A huge AI-powered paradigm shift in SaaS (software-as-a-service) is getting attention online.
The concept is called “service-as-software.” It’s outlined in an essay from VC firm Foundation Capital.
The firm says that AI is causing a transition from software-as-a-service to service-as-software. That means that AI doesn’t just give us access to software that makes us more productive. It gives us access to tools that act as brains that can perform services for us.
Instead of buying tools that make your brain more productive, you’re now buying AI brains that can do the work for you.
We’re no longer building software to help humans perform services. We’re building software that can do the services itself.
So, AI isn’t just going to come after the Salesforces of the world by building a better Salesforce. It’s going to come after sales itself as a function and as a salaried role.
This, they argue, results in AI eating both software and salaries and services.
Salesforce makes $35 billion per year in revenue. But marketing and sales salaries total $1.1 trillion.
Says Foundation Capital:
“[…] the potential for AI to automate both full-time positions and services is enormous.”
In fact, they estimate total salaries of jobs and services total $4.6 trillion globally.
If they’re right, that has profound implications for both workers and SaaS companies.
How could this affect you, your role, and your company?
I got the answers on Episode 93 of The Artificial Intelligence Show from Marketing AI Institute founder/CEO Paul Roetzer.
Why you need to take “service-as-software” seriously
It seems like Foundation Capital’s thinking is directionally correct, says Roetzer.
“We’re entering into the phase where the SaaS companies themselves can be thinking of their companies as part of the org chart, in essence as outside providers,” he says.
“They’re not just selling the software, the tools to do the job. They’re selling you an agent that can do the job, so you don’t need an outside agency or party.”

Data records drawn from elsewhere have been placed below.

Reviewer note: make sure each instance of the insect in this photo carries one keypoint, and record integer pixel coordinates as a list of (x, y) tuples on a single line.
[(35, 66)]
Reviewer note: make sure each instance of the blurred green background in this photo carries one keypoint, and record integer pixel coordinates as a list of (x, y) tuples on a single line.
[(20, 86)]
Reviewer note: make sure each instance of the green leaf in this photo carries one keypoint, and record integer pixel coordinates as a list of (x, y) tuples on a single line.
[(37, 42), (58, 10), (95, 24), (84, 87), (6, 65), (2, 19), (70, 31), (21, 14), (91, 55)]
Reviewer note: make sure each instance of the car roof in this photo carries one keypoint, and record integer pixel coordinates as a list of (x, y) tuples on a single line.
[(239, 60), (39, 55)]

This aligns with how AI leaders like Google and OpenAI are leaning into talk of AI agents.
“They’re positioning these as AI tools that can do things, can take actions,” says Roetzer.
AI agents, though they’re still early, carry the promise of doing bundles of tasks for us.

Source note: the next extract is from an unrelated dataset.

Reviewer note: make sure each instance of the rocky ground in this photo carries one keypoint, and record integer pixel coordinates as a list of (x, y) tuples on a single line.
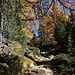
[(42, 67)]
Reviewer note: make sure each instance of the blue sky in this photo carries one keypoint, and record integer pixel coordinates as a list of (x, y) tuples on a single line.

“A job is just a bundle of tasks,” says Roetzer.
“As we follow these scaling laws, and if these laws hold, we will, in the not-too-distant future, have relatively reliable agents that can function doing many of the tasks that would make up a job.”

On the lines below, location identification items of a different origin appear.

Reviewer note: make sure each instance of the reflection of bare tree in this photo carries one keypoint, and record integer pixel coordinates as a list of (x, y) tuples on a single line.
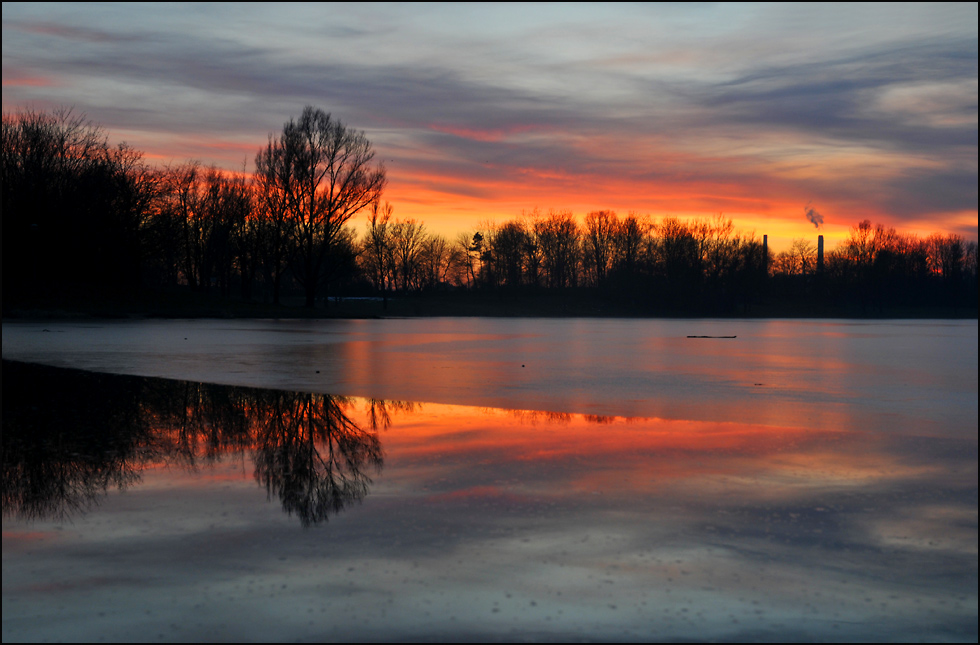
[(379, 411), (312, 455), (61, 458), (69, 436), (533, 417)]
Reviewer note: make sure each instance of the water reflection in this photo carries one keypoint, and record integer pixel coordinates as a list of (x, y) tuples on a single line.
[(70, 436), (489, 524)]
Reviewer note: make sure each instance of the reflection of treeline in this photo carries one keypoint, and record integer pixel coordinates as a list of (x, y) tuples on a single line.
[(84, 213), (69, 436)]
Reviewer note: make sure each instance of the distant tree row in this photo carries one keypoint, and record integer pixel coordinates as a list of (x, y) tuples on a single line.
[(86, 214)]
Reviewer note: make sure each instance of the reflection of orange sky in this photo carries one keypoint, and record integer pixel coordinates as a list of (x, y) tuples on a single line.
[(598, 452)]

He says he doesn’t hear enough from large enterprises acting to address this or think about it. The same goes for service providers like marketing agencies. (And Roetzer should know; he used to own one.)
Disruption is unlikely to start as one general agent that does the job of everybody, he says. But it’s easy to envision lots of agents that do specific tasks. That includes AI agents for customer service, BDR roles, marketing, and more. The future could have many agents doing many different bundles of tasks within a company.
“Now, all of a sudden, it becomes very disruptive to jobs.”
And, if Foundation Capital’s estimates are correct, the opportunity to disrupt jobs with AI is simply massive.
It reminders Roetzer of a quote from the book Automate This on AI innovation:
“Determining the next field to be invaded by bots is the sum of two simple functions: the potential to disrupt plus the reward for disruption.”